On finite width questionable representations of orders

TL;DR

This paper investigates finite width questionable representations of orders, exploring their properties, computational implications, and generalizations, including applications to graph classes with bounded tree-width or clique-width.

Contribution

It introduces the concept of balanced tree-questionable-width and establishes relationships between this measure and existing graph width parameters.

Findings

Countable total orders have binary questionable representations.

Polynomial-time algorithms for testing isomorphism and counting linear extensions on certain classes.

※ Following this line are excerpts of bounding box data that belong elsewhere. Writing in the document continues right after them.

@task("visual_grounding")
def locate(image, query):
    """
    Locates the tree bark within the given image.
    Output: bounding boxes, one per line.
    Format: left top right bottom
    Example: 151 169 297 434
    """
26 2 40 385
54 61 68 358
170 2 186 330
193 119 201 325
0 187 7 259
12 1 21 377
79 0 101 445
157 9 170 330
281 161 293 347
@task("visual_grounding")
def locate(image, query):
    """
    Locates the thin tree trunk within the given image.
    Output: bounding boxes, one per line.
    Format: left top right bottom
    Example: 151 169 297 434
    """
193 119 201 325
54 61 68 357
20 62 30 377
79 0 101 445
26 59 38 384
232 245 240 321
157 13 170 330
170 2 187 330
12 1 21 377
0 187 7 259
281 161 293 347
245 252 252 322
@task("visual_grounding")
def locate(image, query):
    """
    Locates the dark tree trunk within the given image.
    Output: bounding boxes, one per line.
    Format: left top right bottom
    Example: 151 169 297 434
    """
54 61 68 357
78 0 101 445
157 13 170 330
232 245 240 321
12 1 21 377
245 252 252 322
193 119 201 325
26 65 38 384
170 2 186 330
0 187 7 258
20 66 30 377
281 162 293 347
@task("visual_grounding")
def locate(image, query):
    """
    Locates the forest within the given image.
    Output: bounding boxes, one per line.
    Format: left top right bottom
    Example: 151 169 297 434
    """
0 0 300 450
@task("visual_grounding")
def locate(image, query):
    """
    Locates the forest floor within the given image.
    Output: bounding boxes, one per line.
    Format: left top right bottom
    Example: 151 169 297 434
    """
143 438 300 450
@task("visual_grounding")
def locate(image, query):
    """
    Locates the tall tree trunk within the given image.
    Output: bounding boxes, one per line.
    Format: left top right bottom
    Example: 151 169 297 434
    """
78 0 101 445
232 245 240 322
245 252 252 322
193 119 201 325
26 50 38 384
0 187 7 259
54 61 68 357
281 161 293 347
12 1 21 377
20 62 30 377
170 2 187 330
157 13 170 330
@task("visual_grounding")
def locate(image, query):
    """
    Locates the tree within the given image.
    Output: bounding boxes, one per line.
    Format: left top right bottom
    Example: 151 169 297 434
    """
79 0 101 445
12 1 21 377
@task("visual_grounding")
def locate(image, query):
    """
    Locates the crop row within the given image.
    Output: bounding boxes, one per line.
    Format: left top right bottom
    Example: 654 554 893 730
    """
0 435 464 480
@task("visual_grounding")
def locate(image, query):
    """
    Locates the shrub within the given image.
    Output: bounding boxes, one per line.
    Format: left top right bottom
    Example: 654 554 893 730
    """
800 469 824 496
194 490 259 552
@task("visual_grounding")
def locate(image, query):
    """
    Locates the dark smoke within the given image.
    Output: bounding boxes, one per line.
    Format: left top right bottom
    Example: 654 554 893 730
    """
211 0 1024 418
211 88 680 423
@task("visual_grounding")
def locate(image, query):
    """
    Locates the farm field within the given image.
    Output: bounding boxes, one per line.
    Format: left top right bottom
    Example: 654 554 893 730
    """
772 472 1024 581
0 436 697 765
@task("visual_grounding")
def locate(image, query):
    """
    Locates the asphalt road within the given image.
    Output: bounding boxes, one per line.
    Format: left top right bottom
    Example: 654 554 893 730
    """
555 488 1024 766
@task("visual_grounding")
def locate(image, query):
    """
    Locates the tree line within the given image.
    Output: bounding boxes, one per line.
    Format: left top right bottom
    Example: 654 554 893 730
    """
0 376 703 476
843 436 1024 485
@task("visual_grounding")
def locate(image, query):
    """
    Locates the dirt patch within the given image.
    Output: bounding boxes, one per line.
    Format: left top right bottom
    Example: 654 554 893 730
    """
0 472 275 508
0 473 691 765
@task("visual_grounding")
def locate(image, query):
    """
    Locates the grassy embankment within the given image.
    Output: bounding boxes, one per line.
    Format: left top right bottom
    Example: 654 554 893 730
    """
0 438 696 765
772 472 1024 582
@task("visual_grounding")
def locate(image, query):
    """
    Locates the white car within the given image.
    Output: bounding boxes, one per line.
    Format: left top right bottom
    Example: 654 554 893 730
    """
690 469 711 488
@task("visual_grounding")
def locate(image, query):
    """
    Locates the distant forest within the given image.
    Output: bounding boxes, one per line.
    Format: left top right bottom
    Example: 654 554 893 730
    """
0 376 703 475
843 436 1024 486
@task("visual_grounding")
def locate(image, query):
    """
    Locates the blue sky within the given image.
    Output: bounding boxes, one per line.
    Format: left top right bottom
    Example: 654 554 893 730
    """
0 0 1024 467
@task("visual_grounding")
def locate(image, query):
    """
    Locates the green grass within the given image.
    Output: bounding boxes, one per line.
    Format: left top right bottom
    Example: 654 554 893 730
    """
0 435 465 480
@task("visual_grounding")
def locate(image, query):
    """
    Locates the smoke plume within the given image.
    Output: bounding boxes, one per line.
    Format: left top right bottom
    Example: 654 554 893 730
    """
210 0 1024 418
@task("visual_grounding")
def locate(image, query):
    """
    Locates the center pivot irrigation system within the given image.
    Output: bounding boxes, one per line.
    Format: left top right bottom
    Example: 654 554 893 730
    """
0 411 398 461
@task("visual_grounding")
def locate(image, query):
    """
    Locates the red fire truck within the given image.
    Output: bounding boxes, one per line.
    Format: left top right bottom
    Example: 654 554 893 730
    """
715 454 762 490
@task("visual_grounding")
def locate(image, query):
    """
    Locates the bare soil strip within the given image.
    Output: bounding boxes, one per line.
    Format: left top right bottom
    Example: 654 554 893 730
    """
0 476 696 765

Bounded balanced tree-questionable-width does not imply bounded tree-width or clique-width.

Abstract

In this article, we study "questionable representations" of (partial or total) orders, introduced in our previous article "A class of orders with linear? time sorting algorithm". (Later, we consider arbitrary binary functional/relational structures instead of orders.) A "question" is the first difference between two sequences (with ordinal index) of elements of orders/sets. In finite width "questionable representations" of an order O, comparison can be solved by looking at the "question" that compares elements of a finite order O'. A corollary of a theorem by Cantor (1895)is that all countable total orders have a binary (width 2) questionable representation. We find new classes of orders on which testing isomorphism or counting the number of linear extensions can be done in polynomial time. We also present a generalization of questionable-width, called balanced tree-questionable-width, and show that if a class of binary structures has bounded tree-width or clique-width, then it has bounded balanced tree-questionable-width. But there are classes of graphs of bounded balanced tree-questionable-width and unbounded tree-width or clique-width.